Le Paris-Roubaix 2026 passera à l'histoire pour le duel entre Wout van Aert et Tadej Pogacar, pour le chaos à Arenberg et pour le dénouement au vélodrome. Mais il a également laissé un autre fait qui aide à expliquer la dimension réelle de ce qui s'est passé sur les pavés et le changement si radical du cyclisme moderne. L'Enfer du Nord n'avait jamais été couru aussi vite.
Le Roubaix le plus sauvage est aussi le plus rapide, Van Aert marque une nouvelle ère
Van Aert a complété les 258,3 kilomètres en 5 heures, 16 minutes et 52 secondes, ce qui laisse une vitesse moyenne de 48,91 kilomètres par heure. C'est le nouveau record historique de l'épreuve et il améliore clairement l'ancienne meilleure marque, fixée en 2024 par Mathieu van der Poel avec 47,80 kilomètres par heure. La différence dépasse un kilomètre par heure, une barbarie dans une course de cette distance, avec 30 secteurs de pavé et 54,8 kilomètres sur pavés.

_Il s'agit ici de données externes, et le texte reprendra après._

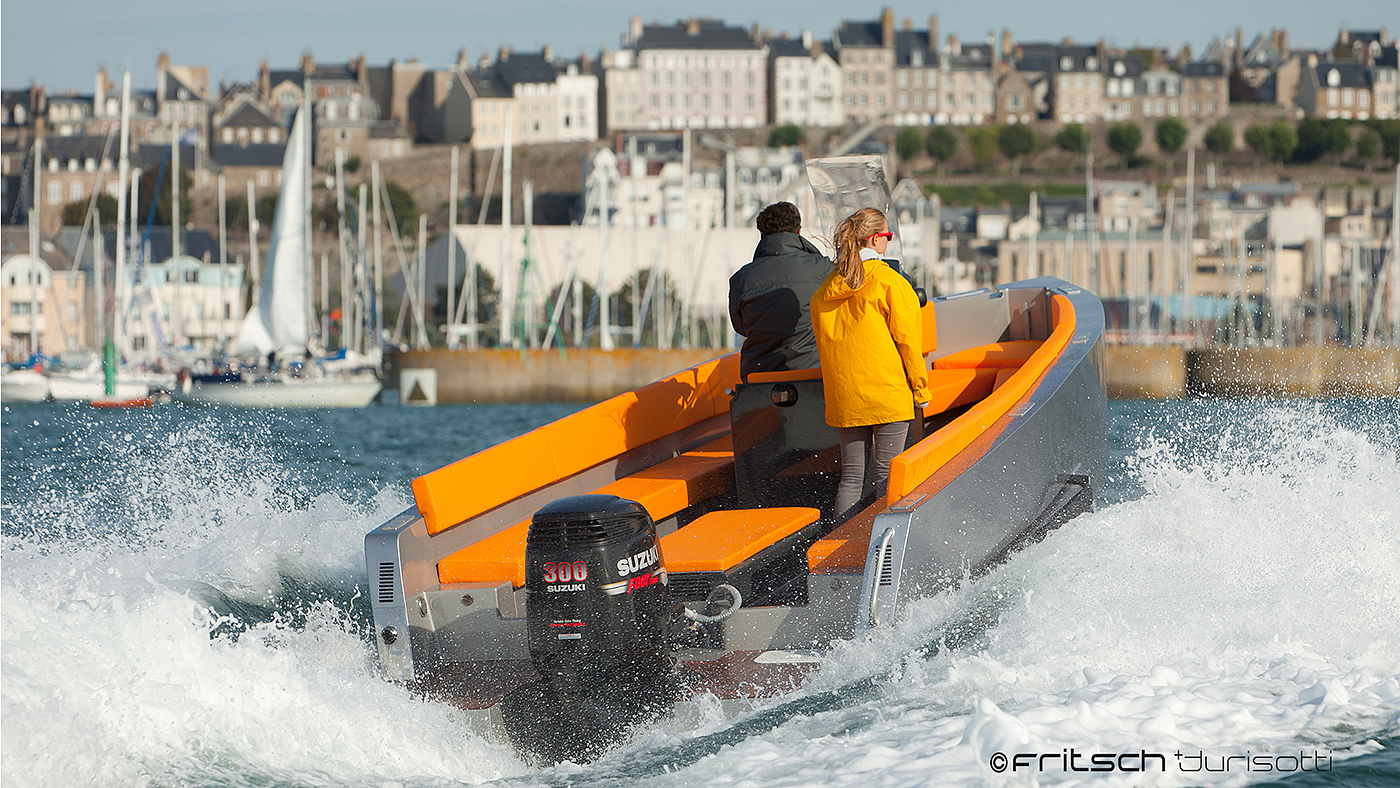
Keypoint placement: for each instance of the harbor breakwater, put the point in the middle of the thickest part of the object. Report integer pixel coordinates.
(1134, 371)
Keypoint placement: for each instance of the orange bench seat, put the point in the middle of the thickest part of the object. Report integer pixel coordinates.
(662, 490)
(723, 539)
(996, 356)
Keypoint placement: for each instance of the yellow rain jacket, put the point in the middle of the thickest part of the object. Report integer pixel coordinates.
(871, 347)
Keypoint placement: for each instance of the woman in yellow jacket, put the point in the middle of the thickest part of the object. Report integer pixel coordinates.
(870, 338)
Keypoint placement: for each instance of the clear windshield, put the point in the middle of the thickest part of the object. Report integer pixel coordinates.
(844, 184)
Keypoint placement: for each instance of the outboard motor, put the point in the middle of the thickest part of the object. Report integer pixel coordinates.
(598, 622)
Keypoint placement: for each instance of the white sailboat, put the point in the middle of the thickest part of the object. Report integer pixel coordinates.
(279, 324)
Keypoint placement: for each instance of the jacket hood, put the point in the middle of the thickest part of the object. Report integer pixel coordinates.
(776, 244)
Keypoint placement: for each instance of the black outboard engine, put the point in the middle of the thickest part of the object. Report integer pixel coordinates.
(598, 619)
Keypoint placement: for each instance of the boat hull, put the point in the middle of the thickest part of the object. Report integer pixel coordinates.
(284, 394)
(83, 387)
(24, 385)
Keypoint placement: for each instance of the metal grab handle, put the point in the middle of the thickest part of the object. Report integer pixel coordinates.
(879, 568)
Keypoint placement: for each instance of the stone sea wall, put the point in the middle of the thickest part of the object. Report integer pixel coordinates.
(1133, 373)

Le record a commencé à se construire dès le départ
La clé n'était pas seulement dans le dénouement, mais dans la façon dont la course a été courue depuis Compiègne. Le Paris-Roubaix 2026 a démarré à une vitesse déchaînée et pendant une bonne partie de la première moitié de la course, il n'y avait pas d'échappée consolidée qui permettait de stabiliser le rythme. Chaque tentative était neutralisée presque immédiatement et cela a transformé l'approche des pavés en une bataille continue.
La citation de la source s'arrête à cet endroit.